Press "Enter" to skip to content

Month: April 2018

R 3.5.0 Released

Tal Galili announces that R 3.5.0 is now available:

  • By default the (arbitrary) signs of the loadings from princomp() are chosen so the first element is non-negative.

  • If –default-packages is not used, then Rscript now checks the environment variable R_SCRIPT_DEFAULT_PACKAGES. If this is set, then it takes precedence over R_DEFAULT_PACKAGES. If default packages are not specified on the command line or by one of these environment variables, then Rscript now uses the same default packages as R. For now, the previous behavior of not including methods can be restored by setting the environment variable R_SCRIPT_LEGACY to yes.

  • When a package is found more than once, the warning from find.package(*, verbose=TRUE) lists all library locations.

  • POSIXt objects can now also be rounded or truncated to month or year.

Click through for the long, long list of changes.  H/T R-Bloggers

Comments closed

Natural Language Generation With Markov Chains

Abdul Majed Raja shows off Markovify, a Python package which builds sentences using Markov chains:

Markov chains, named after Andrey Markov, are mathematical systems that hop from one “state” (a situation or set of values) to another. For example, if you made a Markov chain model of a baby’s behavior, you might include “playing,” “eating”, “sleeping,” and “crying” as states, which together with other behaviors could form a ‘state space’: a list of all possible states. In addition, on top of the state space, a Markov chain tells you the probability of hopping, or “transitioning,” from one state to any other state — -e.g., the chance that a baby currently playing will fall asleep in the next five minutes without crying first. Read more about how Markov Chain works in this interactive article by Victor Powell.

Click through for a fun example of headline generation.

Comments closed

Putting The Distribution Database In An Availability Group

Sourabh Agarwal announces that you will soon be able to put the distribution database into an Availability Group:

Many enterprise customers have asked the capability to combine the usage of SQL Server replication and Always On, such that they can place replication distribution databases within an Always On AG to achieve high availability for their distribution databases, with the expectation that after doing so and when AG failover happens, SQL Server replication will continue functioning seamlessly and correctly. While the Replication publication and subscription databases can be configured to use Availability Groups, this support was lacking for the replication Distribution Databases.

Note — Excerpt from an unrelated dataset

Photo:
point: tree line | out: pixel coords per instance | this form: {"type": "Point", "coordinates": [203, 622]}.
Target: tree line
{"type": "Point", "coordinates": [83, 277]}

SQL Server engineering team is excited to announce the new enhancement around the configuration of Replication Distribution Database in an Availability Group. This feature enhancement would be available with SQL Server 2017 CU6 and will be ported to SQL Server 2016 in a subsequent CU for SP2.

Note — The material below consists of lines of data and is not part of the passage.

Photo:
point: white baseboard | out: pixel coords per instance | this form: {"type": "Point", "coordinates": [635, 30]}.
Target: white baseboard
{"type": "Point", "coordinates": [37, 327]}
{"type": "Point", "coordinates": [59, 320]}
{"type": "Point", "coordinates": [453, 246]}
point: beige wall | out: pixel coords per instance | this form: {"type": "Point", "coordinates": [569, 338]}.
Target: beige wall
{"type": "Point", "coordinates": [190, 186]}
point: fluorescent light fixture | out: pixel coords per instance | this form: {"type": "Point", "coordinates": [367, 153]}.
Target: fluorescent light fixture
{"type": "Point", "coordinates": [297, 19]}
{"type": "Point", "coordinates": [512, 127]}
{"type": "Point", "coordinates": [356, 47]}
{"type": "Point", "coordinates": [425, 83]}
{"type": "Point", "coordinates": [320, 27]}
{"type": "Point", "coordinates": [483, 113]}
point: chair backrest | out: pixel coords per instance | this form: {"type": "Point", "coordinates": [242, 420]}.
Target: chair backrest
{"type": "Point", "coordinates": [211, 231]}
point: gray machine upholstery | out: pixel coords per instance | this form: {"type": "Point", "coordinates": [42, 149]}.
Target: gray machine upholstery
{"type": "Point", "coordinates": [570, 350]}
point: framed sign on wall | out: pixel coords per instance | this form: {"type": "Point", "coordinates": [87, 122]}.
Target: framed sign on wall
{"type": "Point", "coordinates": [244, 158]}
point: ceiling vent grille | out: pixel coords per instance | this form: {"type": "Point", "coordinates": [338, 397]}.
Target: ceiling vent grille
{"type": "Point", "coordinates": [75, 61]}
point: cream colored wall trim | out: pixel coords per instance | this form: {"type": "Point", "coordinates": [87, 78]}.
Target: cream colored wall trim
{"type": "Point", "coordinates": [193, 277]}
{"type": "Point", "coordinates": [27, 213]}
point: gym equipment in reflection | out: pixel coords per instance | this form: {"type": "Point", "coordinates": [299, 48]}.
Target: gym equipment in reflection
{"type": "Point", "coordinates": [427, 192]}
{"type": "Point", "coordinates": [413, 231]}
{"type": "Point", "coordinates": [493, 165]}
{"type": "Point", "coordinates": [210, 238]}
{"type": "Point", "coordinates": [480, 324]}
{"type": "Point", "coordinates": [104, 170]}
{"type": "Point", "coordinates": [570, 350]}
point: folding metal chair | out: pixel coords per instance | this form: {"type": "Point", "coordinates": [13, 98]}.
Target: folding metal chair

For those people using merge replication, it won’t be supported in this release.

1 Comment

Using Logical OR Conditions With DAX

Marco Russo shows how to create multiple slicers with logical OR (rather than the default AND) conditions in Power BI and Excel:

Usually, the logical AND condition is the expected behavior for scenarios with different slicers. However, there could be cases where there is a need for a logical OR condition between several slicers. In our example, the semantic would be, “show the quantity sold of products that are of brand Contoso or that have been sold to customers who have a Professional occupation”. The measures OR #1, OR #2, and OR #3 show the same result obtained with three different techniques.

The first two techniques are best practices and might provide different performance depending on the data distribution. The third technique is usually a bad idea because it implements a table filter rather than a multi-column filter. It is included for informational purposes, and as an example of what not to do in production code.

It’s not trivial, but it’s possible.

Comments closed

Automating Data Importation With dbatools

Bob Pusateri shows how to keep a dataset up to date using Powershell and dbatools:

Now for the magic – let’s load some data! The dbatools command that does all the heavy lifting here is called Import-DbaCsvToSql. It loads CSV files into a SQL Server table quickly and easily. As an added bonus, the entire import is within a transaction, so if an error occurs everything gets rolled back. I like to specify my tables and datatypes ahead of time, but if you want to load into a table that doesn’t exist yet, this script will create a table and do its best to guess the appropriate datatype. To use, simply point it at a CSV file and a SQL Server instance, database, and (optionally) a table. It will take care of the rest.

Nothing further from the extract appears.